Saturday, December 08, 2018

Mike Shinoda, Writer


I just wanted to give a shoutout real quick to Mike Shinoda of Linkin Park because I think his writing on grief in the last few years has been really fresh.

Just take the song "One More Light," the title track from Linkin Park's final album. In 2015, an executive for Warner Brothers Records who had helped Linkin Park out in the early days died. As a tribute to her, Shinoda co-wrote "One More Light." However, in the song he doesn't blather on about how amazing this woman was or how much she is missed. Instead, he talks about the sense of defiance he feels at the hackneyed things people often say about death.

Specifically, Shinoda takes aim at people who, after someone dies, say things akin to, Who cares if just one person dies when there are so many billions of people in the world ("Who cares if one more light goes out in the sky of a million stars") or, Should we really spend time worrying about one person when a human being's lifespan is just a flash in the pan? ("Who cares if someone's time runs out if a moment is all we are.")

We know that these people's ideas on death don't resonate with Shinoda because he answers that central question, "Who cares if one more light goes out?" in the song: "I do," he says.

Wow. What a fresh take on grieving and what a way to give concrete form to a deeply personal idea.

The next song of Shinoda’s that I think shows the freshness of his writing on grief is “Over Again.” This tune, of course, is about Chester Bennington. But what makes it great is, just like with “One More Light,” Shinoda manages to attack the matter from a completely new angle.

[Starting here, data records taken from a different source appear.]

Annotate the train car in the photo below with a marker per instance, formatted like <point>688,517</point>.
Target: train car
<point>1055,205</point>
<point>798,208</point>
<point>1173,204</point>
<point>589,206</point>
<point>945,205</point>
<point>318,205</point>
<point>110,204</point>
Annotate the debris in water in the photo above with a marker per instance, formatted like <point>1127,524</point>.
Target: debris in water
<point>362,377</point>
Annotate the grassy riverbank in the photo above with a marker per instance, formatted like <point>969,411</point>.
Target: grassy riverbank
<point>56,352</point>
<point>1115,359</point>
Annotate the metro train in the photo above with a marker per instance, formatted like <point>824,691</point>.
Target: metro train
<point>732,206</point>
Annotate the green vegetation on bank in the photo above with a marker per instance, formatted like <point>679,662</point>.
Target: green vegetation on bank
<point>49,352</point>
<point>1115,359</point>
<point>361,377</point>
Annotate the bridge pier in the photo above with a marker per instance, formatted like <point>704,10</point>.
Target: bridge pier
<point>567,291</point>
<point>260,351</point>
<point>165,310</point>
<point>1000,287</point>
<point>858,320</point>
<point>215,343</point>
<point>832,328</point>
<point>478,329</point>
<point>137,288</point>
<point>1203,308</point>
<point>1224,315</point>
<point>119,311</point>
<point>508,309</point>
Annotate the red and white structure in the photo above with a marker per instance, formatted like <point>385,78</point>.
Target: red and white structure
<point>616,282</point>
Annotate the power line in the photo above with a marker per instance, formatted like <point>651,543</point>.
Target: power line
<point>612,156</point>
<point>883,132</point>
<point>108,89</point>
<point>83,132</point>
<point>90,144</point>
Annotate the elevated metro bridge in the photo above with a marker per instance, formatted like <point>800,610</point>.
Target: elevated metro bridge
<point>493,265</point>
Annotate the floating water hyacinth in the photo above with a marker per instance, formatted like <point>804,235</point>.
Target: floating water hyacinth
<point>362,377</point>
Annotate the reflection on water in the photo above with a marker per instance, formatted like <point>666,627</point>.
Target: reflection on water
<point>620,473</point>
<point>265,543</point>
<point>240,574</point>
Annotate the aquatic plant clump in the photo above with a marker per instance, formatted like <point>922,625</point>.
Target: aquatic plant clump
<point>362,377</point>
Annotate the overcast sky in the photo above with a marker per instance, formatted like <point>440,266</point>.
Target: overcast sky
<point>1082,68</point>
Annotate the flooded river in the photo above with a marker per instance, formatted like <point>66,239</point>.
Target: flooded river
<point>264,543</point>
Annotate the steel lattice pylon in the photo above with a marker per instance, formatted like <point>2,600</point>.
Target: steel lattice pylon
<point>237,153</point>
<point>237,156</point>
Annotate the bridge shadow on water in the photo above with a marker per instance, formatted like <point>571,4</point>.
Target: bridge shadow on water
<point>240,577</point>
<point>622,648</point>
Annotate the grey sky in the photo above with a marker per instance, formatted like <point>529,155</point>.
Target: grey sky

Mike Shinoda at the Reading Festival in 2018. 

To great effect, Shinoda zeroes in on the idea that when someone dies, that person is often still so present, and we still need them so dearly, that we keep remembering them, reliving them and, of course, saying goodbye to them. It’s almost like when that wave of grief hits, we are right there again at the graveside.

The message Shinoda is trying to convey is driven home even more with the repetition of the word “over" at the end of the last verse: “And all I wanted was to get a little bit of closure/And every step I took, I looked and wasn’t any closer/Cause sometimes when you say goodbye/Yeah, you say it over and over and over and over...”

So, yes, in each song Shinoda is talking about a specific person, but the tracks, I think, have found such a wide audience because they discuss the complex nature of grief and the ideas ultimately expressed in the music are, God knows, universal.